Leeds has become successful in driving down childhood obesity numbers, according to new figures.
Across the rest of England type 2 diabetes figures are on the rise among primary school children, but experts say Leeds is bucking the trend.
The data came from the national child measurement programme (NCMP), which ensures all children are weighed when they begin and leave primary school.
The numbers, unveiled at the European Congress on Obesity, showed that obesity rates in five-year-olds across the city dropped from 9.4% in 2013-14 to 8.8% in 2016-17.
A team from Oxford University have analysed the findings and think new parenting lessons, which have been introduced in the city, may have contributed to the lower obesity rates.
The eight-week programmen, Health Exercise Nutrition for the Really Young (Henry), involved giving 6,000 families in Leeds lessons about healthy food choices and cooking nutritious meals from scratch.
Speaking to ITV News, Professor Susan Jebb from Oxford University and who led the study, said: “Just educating people often just hasn’t been enough.
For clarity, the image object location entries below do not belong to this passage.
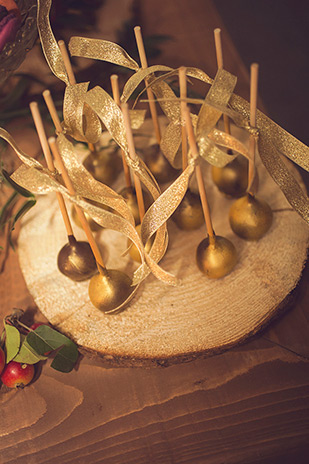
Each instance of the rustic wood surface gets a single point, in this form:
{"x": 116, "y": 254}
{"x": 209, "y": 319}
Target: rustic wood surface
{"x": 248, "y": 405}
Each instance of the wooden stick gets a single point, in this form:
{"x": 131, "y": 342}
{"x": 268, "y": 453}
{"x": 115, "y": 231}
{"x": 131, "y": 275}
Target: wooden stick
{"x": 116, "y": 96}
{"x": 183, "y": 106}
{"x": 254, "y": 71}
{"x": 133, "y": 155}
{"x": 150, "y": 95}
{"x": 199, "y": 177}
{"x": 67, "y": 62}
{"x": 52, "y": 110}
{"x": 49, "y": 160}
{"x": 219, "y": 55}
{"x": 79, "y": 211}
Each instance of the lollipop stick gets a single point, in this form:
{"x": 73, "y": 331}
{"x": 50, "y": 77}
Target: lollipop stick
{"x": 133, "y": 156}
{"x": 253, "y": 104}
{"x": 116, "y": 96}
{"x": 150, "y": 96}
{"x": 183, "y": 105}
{"x": 52, "y": 110}
{"x": 70, "y": 73}
{"x": 79, "y": 211}
{"x": 49, "y": 161}
{"x": 67, "y": 62}
{"x": 219, "y": 55}
{"x": 199, "y": 177}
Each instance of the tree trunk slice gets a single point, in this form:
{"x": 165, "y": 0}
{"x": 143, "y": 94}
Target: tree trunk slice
{"x": 163, "y": 325}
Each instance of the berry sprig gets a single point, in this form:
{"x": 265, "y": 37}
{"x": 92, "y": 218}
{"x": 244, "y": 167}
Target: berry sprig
{"x": 23, "y": 347}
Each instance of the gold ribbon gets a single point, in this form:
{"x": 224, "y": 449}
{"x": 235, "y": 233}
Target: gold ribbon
{"x": 50, "y": 48}
{"x": 272, "y": 141}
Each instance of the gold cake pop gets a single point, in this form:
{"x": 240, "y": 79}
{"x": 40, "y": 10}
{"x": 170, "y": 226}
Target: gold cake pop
{"x": 232, "y": 179}
{"x": 76, "y": 260}
{"x": 250, "y": 217}
{"x": 134, "y": 251}
{"x": 104, "y": 165}
{"x": 159, "y": 166}
{"x": 217, "y": 257}
{"x": 109, "y": 289}
{"x": 189, "y": 214}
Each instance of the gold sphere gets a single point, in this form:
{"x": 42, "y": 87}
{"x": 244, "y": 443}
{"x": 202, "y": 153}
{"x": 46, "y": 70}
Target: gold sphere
{"x": 94, "y": 226}
{"x": 189, "y": 214}
{"x": 232, "y": 179}
{"x": 76, "y": 260}
{"x": 109, "y": 290}
{"x": 216, "y": 258}
{"x": 250, "y": 217}
{"x": 159, "y": 166}
{"x": 134, "y": 253}
{"x": 104, "y": 165}
{"x": 129, "y": 195}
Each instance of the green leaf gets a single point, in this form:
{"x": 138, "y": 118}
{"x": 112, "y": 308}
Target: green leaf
{"x": 18, "y": 188}
{"x": 28, "y": 355}
{"x": 12, "y": 341}
{"x": 44, "y": 339}
{"x": 4, "y": 210}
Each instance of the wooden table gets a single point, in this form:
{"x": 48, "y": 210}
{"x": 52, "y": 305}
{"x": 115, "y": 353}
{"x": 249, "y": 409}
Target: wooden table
{"x": 247, "y": 405}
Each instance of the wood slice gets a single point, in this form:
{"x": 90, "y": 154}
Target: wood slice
{"x": 164, "y": 325}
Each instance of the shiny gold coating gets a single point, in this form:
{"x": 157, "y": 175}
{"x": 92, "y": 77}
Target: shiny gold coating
{"x": 216, "y": 257}
{"x": 250, "y": 217}
{"x": 129, "y": 195}
{"x": 160, "y": 167}
{"x": 134, "y": 251}
{"x": 232, "y": 179}
{"x": 109, "y": 289}
{"x": 76, "y": 260}
{"x": 104, "y": 165}
{"x": 189, "y": 214}
{"x": 94, "y": 226}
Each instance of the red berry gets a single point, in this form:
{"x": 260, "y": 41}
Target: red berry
{"x": 2, "y": 360}
{"x": 17, "y": 374}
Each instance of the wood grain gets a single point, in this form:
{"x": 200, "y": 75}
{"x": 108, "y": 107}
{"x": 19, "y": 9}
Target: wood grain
{"x": 216, "y": 410}
{"x": 246, "y": 406}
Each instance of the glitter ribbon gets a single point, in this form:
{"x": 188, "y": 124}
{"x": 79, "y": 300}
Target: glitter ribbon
{"x": 272, "y": 139}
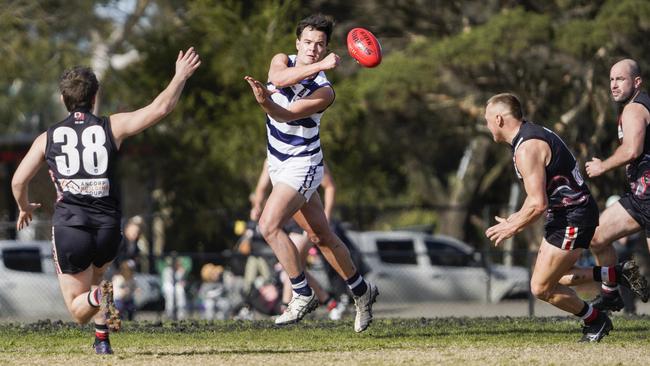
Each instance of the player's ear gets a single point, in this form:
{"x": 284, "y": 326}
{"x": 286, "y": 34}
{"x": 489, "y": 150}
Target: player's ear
{"x": 500, "y": 121}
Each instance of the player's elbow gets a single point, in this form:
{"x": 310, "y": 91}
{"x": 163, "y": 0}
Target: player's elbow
{"x": 632, "y": 154}
{"x": 279, "y": 82}
{"x": 539, "y": 208}
{"x": 17, "y": 183}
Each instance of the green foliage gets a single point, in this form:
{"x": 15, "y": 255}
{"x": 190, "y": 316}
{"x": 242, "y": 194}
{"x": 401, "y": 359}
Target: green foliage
{"x": 395, "y": 134}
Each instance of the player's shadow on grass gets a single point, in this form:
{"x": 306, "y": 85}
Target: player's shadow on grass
{"x": 225, "y": 352}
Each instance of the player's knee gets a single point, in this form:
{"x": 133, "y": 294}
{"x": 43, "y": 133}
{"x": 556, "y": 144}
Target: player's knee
{"x": 268, "y": 230}
{"x": 541, "y": 291}
{"x": 316, "y": 238}
{"x": 598, "y": 243}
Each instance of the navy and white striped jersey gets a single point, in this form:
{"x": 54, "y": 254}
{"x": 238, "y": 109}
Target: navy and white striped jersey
{"x": 296, "y": 141}
{"x": 81, "y": 155}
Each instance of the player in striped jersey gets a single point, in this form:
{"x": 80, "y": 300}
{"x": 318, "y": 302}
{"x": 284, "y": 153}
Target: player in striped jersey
{"x": 295, "y": 99}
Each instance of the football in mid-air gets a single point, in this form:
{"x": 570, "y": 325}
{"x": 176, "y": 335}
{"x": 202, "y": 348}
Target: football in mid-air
{"x": 364, "y": 47}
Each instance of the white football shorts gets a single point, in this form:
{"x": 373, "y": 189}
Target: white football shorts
{"x": 304, "y": 179}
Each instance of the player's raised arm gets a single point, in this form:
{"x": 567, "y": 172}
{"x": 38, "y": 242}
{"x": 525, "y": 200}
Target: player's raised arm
{"x": 127, "y": 124}
{"x": 23, "y": 175}
{"x": 315, "y": 102}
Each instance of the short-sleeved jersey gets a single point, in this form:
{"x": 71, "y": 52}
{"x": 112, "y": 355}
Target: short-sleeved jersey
{"x": 569, "y": 199}
{"x": 638, "y": 171}
{"x": 81, "y": 155}
{"x": 296, "y": 141}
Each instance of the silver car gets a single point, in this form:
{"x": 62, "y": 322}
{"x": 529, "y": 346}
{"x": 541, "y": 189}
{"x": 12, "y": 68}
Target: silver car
{"x": 415, "y": 266}
{"x": 29, "y": 287}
What they’ve succeeded in doing in Leeds by using this very supportive approach and working with families, giving them practical skills and helping them to enact those parenting practices which are going to lead to healthier lifestyles.”
However, Professor Jebb said that Leeds has also made other changes which may also have impacted the rates.
She said: “Leeds has set about training all of the healthcare professionals that come into contact with young children and their families, so that every moment families come in contact with the health system they’re getting consistent, helpful and supportive advice which gives them tips on how they can introduce healthy diets and physical activity for their children.”
The findings have been published in the Paediatric Obesity journal.